As a librarian, I feel obligated to comment on the sturdy nature of the pop-ups. Sabuda's books have always, in my experience, fared a little better than the average pop-up productions out there. He avoids common problems like pull-tabs and interactive elements. Sure, you can watch a dinosaur pounce on another in this book, but all you'll be doing is opening and closing some pages. Breakable tabs are non-existent here. This isn't to say that some parts of the book will wear away more quickly than others. A reading of one or two times revealed the stegoceras' claws already bent, but the paper in this book is tough. It's gonna take a lot of tugging, prying, bending, ripping little hands before this book is beat-up enough to thow in the towel.

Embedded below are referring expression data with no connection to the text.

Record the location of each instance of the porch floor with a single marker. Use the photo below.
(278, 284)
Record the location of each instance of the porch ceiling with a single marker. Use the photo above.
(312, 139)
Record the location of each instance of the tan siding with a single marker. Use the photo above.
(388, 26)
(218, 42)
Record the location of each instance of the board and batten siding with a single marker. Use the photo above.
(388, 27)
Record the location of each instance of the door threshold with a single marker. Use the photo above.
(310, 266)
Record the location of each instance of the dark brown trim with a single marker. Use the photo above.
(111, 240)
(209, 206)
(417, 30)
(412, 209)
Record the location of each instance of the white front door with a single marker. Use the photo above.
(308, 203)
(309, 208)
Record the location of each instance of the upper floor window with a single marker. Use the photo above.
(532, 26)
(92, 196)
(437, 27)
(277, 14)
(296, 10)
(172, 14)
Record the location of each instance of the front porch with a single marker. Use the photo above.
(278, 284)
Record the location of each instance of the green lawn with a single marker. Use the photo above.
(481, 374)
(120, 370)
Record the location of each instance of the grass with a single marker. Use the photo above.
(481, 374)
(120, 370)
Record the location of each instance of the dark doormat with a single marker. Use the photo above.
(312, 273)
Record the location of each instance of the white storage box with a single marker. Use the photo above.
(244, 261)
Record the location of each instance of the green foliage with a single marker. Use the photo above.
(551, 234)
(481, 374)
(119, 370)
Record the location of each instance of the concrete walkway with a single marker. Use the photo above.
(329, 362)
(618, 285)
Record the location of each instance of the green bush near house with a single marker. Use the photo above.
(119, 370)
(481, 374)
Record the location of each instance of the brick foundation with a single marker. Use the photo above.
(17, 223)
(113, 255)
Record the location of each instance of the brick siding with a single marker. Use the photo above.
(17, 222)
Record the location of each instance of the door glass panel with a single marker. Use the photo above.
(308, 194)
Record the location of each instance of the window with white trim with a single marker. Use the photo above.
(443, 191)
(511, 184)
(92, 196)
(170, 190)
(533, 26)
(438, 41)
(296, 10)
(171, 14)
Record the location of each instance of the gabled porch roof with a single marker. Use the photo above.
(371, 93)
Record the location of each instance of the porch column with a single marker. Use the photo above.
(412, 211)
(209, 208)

A couple years ago a children's literature listserv I belong to wondered whether or not the manual labor put into Robert Sabuda's books via China or, in this case, Thailand was morally and ethically sound. And though I do not remember how exactly the answer was arrived at, the conclusion was that these books could be purchased with a thoroughly clear conscience. One less thing to worry about.
The book mentions right from the start the dinner party thrown by Waterhouse Hawkins, making this book an ideal companion to Barbara Kerley's fabulous, "The Dinosaurs of Waterhouse Hawkins". Otherwise, it's hard to find any books out there that can easily be paired with this modern marvel. Definitely grab a copy of Steve Jenkins', "Prehistoric Actual Size" for a similarly unique take on dinos at large. You would think that the well of creativity regarding dinosaur picture books would be almost dry. Jenkins and now Sabuda have proven that this is hardly the case. A strangely witty and remarkably beautiful collection that will have a place of honor on your bookshelf. That is, until you buy the NEXT Sabuda/Reinhart collaboration. Top drawer.
Stunning!
This pop-up book is absolutely stunning! I bought it for my 6 year old nephew and he absolutely flipped over it. Not only are there huge intricately designed pop-ups on each page, there are also 3 to 4 separate pop-ups under informative flaps on each page as well. This book is the best I have ever seen. I almost kept it for myself!